Permalink
391 lines (280 sloc) 20.2 KB

Python

We follow the PEP8 style guide for Python. Docstrings follow PEP257. The rest of the document describes additions and clarifications to the PEP documents that we follow at Khan Academy.

You can use make lint from the top level of the website source tree to run a pep8 check over all the source code or make linc to check only files you've changed. You should aim to not introduce any new violations, before checking in code.

Indentation

Use 4 spaces -- never tabs -- for indentation.

This is a strict rule and ignoring this can (has) cause(d) bugs.

__init__.py

Unless an exception is explicitly allowed by a codebase owner (Kamens or Jason, for now), __init__.py files should be empty.

Rationale: when you do import foo.bar python imports two files: foo/bar.py, and foo/__init__.py. If foo/__init__.py has imports of its own, those will be run as well -- even if you don’t plan to run any of the code defined in __init__.py. This slows down execution, and worse causes circular-import problems that could be entirely avoided.

If you have code that you think every user of every function inside this directory needs to run first, __init__.py may be appropriate, but you should also consider just creating a function that executes that code, and running the function at the top level (that is, not indented) inside each file in your directory. This makes it more obvious what's going on, and also makes it easier to special-case certain files if the need ever arises.

Using __init__.py to bring variables from sub-modules into the main module space totally defeats the point of having sub-modules in the first place; don’t do it.

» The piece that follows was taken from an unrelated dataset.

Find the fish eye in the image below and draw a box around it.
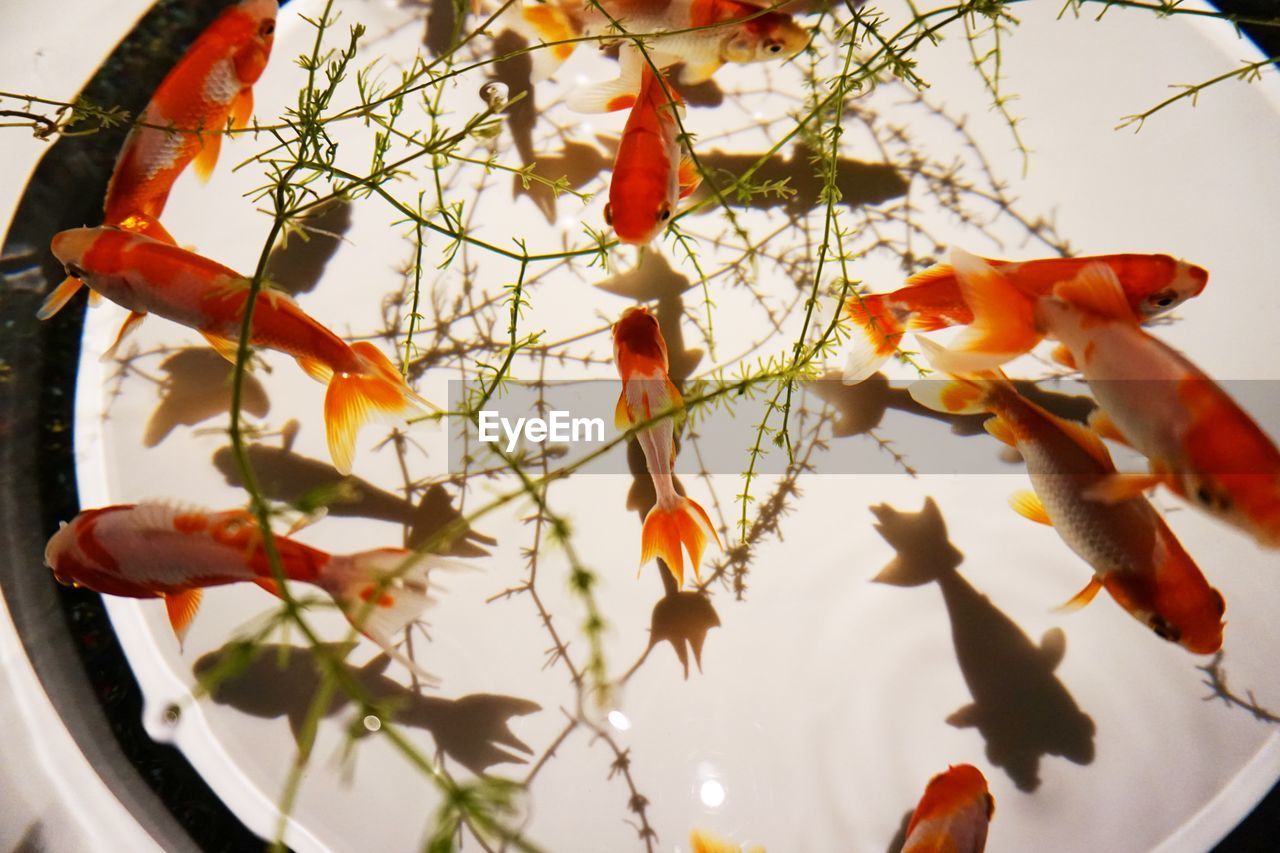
[1147,616,1183,643]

For more discussion, see http://stackoverflow.com/questions/1944569/how-do-i-write-good-correct-init-py-files.

Imports

from...import

Only import entire modules, never individual symbols from a module. For top-level modules, that means import foo. For sub-modules, you can do either import foo.bar or from foo import bar.

import auth_util                      # module import: importing the file auth_util.py
import auth.oauth_credentials         # module import: importing the file auth/oauth_credentials.py
from auth import oauth_credentials    # module import: importing the file auth/oauth_credentials.py
from auth_util import get_response    # BAD: symbol import: importing the function get_response from auth_util.py
from auth_util import Authorize       # BAD: symbol import: importing the class Authorize from auth_util.py
from auth_util import AUTH_HOST       # BAD: symbol import: importing the variable AUTH_HOST from auth_util.py

Exception: for third-party code, where the module documentation explicitly says to import individual symbols.

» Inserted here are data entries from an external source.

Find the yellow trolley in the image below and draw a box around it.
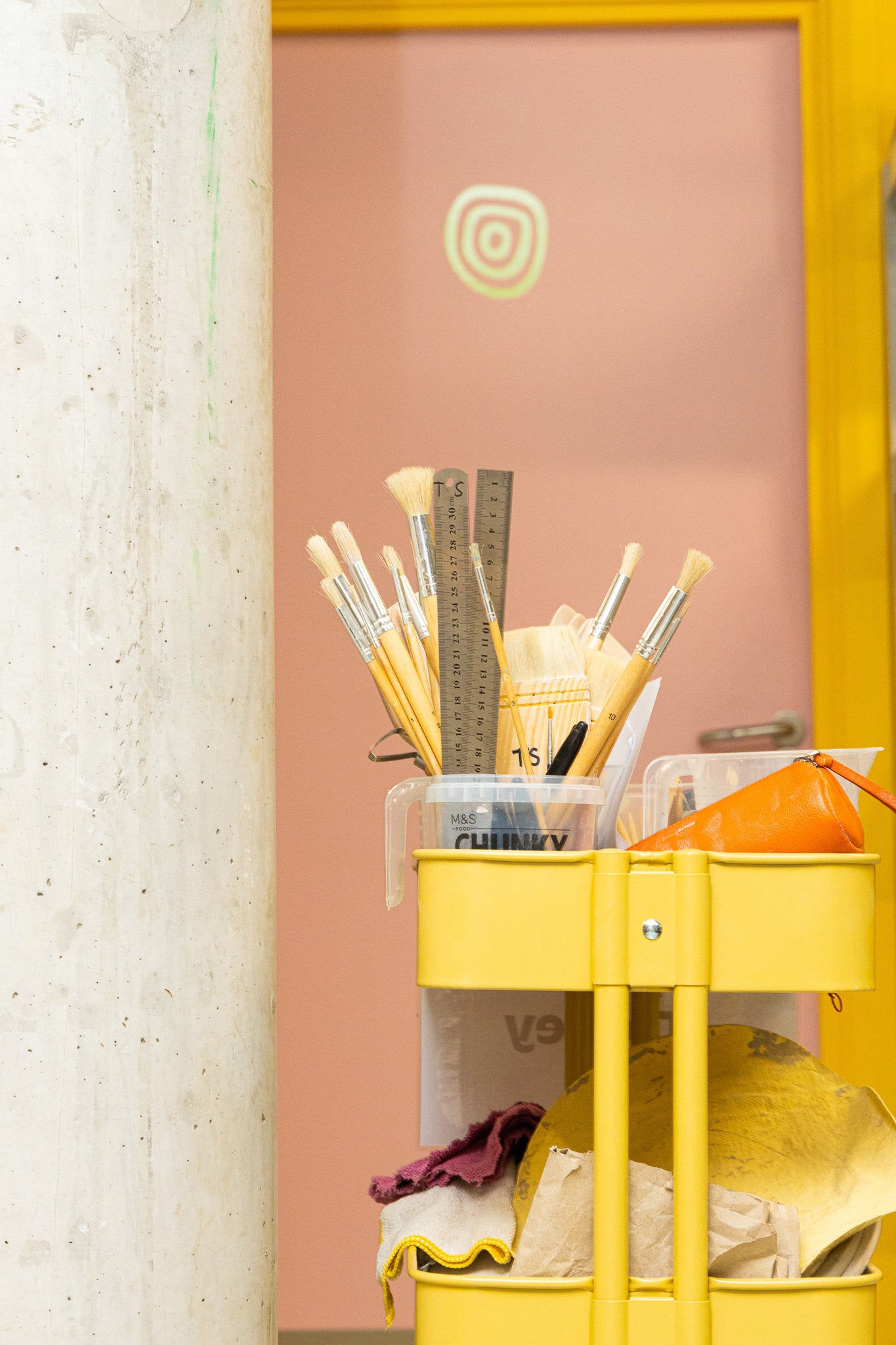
[410,850,880,1345]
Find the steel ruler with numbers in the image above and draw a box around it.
[467,471,513,775]
[433,467,475,775]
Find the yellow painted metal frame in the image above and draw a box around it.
[272,0,896,1341]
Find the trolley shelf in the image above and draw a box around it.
[415,850,878,991]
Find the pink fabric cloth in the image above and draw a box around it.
[371,1101,544,1205]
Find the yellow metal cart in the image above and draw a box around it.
[410,850,880,1345]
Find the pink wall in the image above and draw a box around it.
[274,28,810,1329]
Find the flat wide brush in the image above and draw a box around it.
[321,579,439,775]
[333,523,442,769]
[570,549,712,776]
[583,542,643,650]
[385,467,439,676]
[305,533,370,635]
[383,546,438,720]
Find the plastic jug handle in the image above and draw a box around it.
[385,776,431,910]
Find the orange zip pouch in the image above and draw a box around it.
[629,752,896,854]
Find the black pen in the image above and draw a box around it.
[544,720,588,775]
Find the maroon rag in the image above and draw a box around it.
[371,1101,544,1205]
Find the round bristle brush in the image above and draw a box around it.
[570,548,712,776]
[383,546,438,718]
[331,523,442,769]
[583,542,643,650]
[385,467,439,676]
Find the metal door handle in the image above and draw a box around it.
[698,710,806,749]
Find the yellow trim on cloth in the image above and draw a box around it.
[376,1164,516,1326]
[383,1233,513,1326]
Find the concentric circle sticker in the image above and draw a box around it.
[444,187,548,299]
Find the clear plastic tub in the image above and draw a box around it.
[643,748,883,837]
[385,765,624,909]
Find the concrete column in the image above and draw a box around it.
[0,0,277,1345]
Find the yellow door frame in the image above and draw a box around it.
[272,0,896,1323]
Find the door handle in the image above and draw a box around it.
[698,710,806,751]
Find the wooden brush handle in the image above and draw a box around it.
[404,621,439,724]
[570,653,653,776]
[423,593,440,678]
[380,627,442,771]
[367,651,439,775]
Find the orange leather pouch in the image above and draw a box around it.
[630,752,896,854]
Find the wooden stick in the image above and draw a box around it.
[321,577,439,775]
[379,625,442,774]
[367,648,439,775]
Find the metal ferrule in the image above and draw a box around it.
[402,574,430,640]
[348,561,393,639]
[336,603,373,663]
[637,588,688,663]
[473,565,497,623]
[333,574,371,643]
[393,565,411,627]
[587,574,631,640]
[410,514,437,598]
[650,616,681,667]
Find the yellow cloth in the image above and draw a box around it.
[376,1164,516,1326]
[513,1026,896,1273]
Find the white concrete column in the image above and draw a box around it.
[0,0,277,1345]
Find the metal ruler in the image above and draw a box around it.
[467,471,513,775]
[433,467,475,775]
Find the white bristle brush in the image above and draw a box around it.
[583,542,643,650]
[331,522,442,769]
[385,467,439,676]
[570,548,712,776]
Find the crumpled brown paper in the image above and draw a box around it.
[513,1025,896,1275]
[511,1146,800,1279]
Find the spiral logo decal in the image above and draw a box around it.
[444,187,548,299]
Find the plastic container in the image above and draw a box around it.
[385,765,624,909]
[643,748,883,837]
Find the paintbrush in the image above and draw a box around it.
[502,629,592,775]
[305,533,375,643]
[402,570,439,709]
[305,534,407,728]
[470,542,534,775]
[583,542,643,650]
[568,548,712,776]
[385,467,439,676]
[383,546,438,720]
[331,523,442,769]
[321,579,439,775]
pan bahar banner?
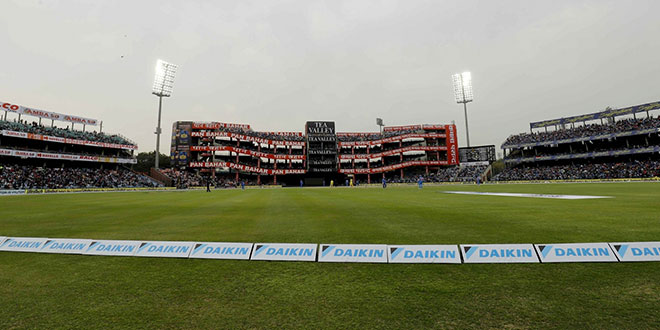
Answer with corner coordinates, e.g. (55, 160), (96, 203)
(0, 101), (99, 126)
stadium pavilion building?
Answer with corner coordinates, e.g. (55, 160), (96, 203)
(170, 121), (459, 185)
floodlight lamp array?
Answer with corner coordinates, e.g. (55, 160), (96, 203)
(152, 60), (177, 97)
(452, 72), (474, 103)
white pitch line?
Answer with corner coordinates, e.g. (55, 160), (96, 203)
(445, 191), (614, 199)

If the basename of a sub-module is generic, prefer the import form to the from form, otherwise either is fine:

import auth.models                   # code uses auth.models.Token -- clear

from auth import models              # code uses models.Token -- ambiguous!

from auth import oauth_credentials   # code uses oauth_credentials.Token -- clear

Rationale: This is the single best -- and easiest -- way to avoid the circular-import problem. To simplify, when you say import x, Python executes the x.py file, but doesn't need to get any attributes from it. When you say from x import foo, Python needs x.py to be executed enough that foo is defined in it. When x does a 'from-import' from y, and y does a 'from-import' from x, the circular import can succeed if a partial module is enough (as it will be with import x), but it can fail if the circularity happens before the needed attribute is defined (as it might be with from x import foo).

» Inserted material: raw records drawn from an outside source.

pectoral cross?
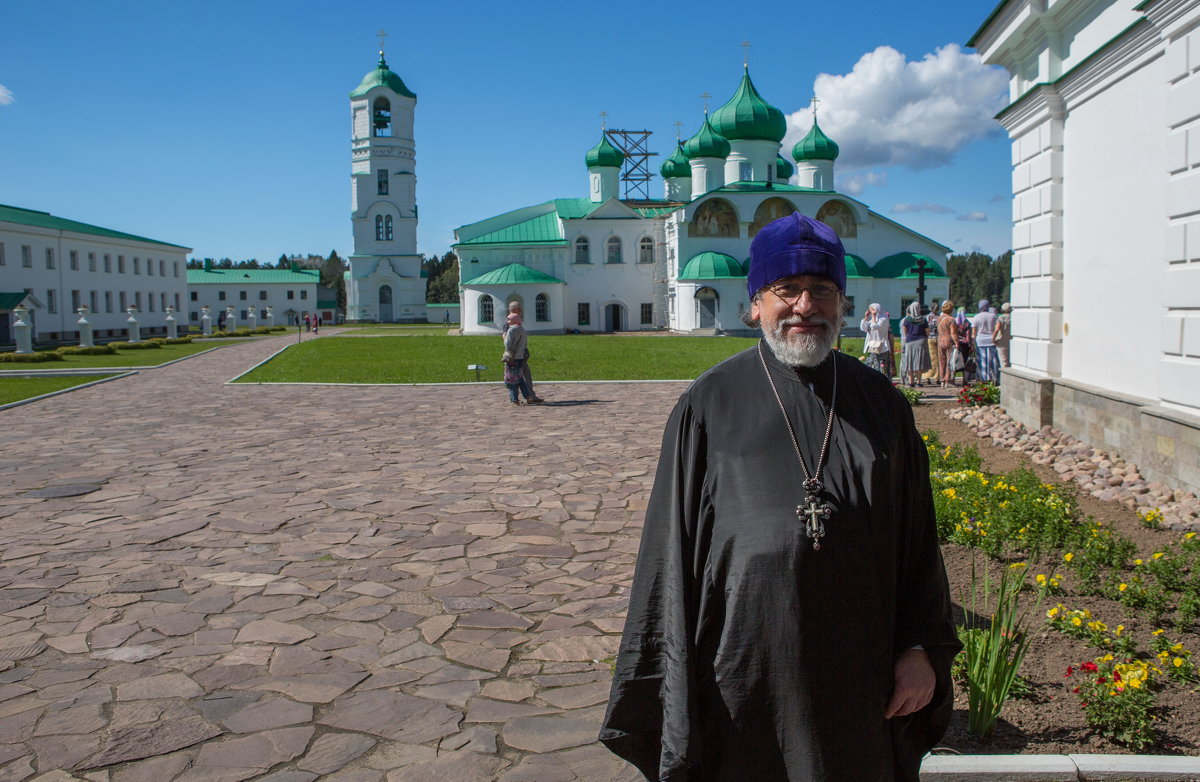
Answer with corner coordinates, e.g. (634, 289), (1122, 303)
(796, 494), (833, 552)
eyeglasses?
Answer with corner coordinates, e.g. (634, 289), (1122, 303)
(767, 282), (838, 307)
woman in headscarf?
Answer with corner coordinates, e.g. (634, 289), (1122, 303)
(858, 303), (892, 377)
(900, 301), (929, 387)
(937, 299), (959, 389)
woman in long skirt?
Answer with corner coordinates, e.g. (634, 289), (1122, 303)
(900, 301), (930, 387)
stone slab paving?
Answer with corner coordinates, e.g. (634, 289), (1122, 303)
(0, 336), (657, 782)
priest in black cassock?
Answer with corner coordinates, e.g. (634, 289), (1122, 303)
(600, 213), (959, 782)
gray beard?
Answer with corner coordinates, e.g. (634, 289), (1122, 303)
(762, 315), (838, 367)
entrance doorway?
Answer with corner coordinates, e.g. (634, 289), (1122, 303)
(379, 285), (391, 323)
(604, 305), (624, 331)
(696, 288), (716, 329)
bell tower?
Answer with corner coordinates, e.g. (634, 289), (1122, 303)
(346, 30), (425, 323)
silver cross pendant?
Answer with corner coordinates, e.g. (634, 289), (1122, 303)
(796, 494), (833, 552)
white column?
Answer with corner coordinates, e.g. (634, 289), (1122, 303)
(125, 307), (142, 342)
(12, 307), (34, 353)
(76, 307), (95, 348)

Side note: While this rule helps with most circular-import problems, it doesn’t help with all: a module x may still need symbols from a module y while x is still being imported. For instance, if you say class xclass(y.yclass): ..., Python needs the yclass attribute at import-time.

The downside of this rule is that code gets more verbose: where before you could do

from possibly_a_very_long_name import MyClass
[...]
m = MyClass(...)

now you have to do

import possibly_a_very_long_name
[...]
m = possibly_a_very_long_name.MyClass(...)

I argue, though, this verbiage is beneficial: in the same way that self.xxx is an immediate sign at the point of use that xxx is a member of the current class, x.MyClass is an immediate sign that MyClass comes from file x (which often tells you more about what MyClass is for, and makes it easier to find in the source as well). This often tells you enough that you can continue reading the code, without needing a context switch to look up the where MyClass is defined and what it says.

absolute_import

Always use from __future__ import absolute_import as the first import in your source file. Do not use relative imports (from . import foo) unless you have to.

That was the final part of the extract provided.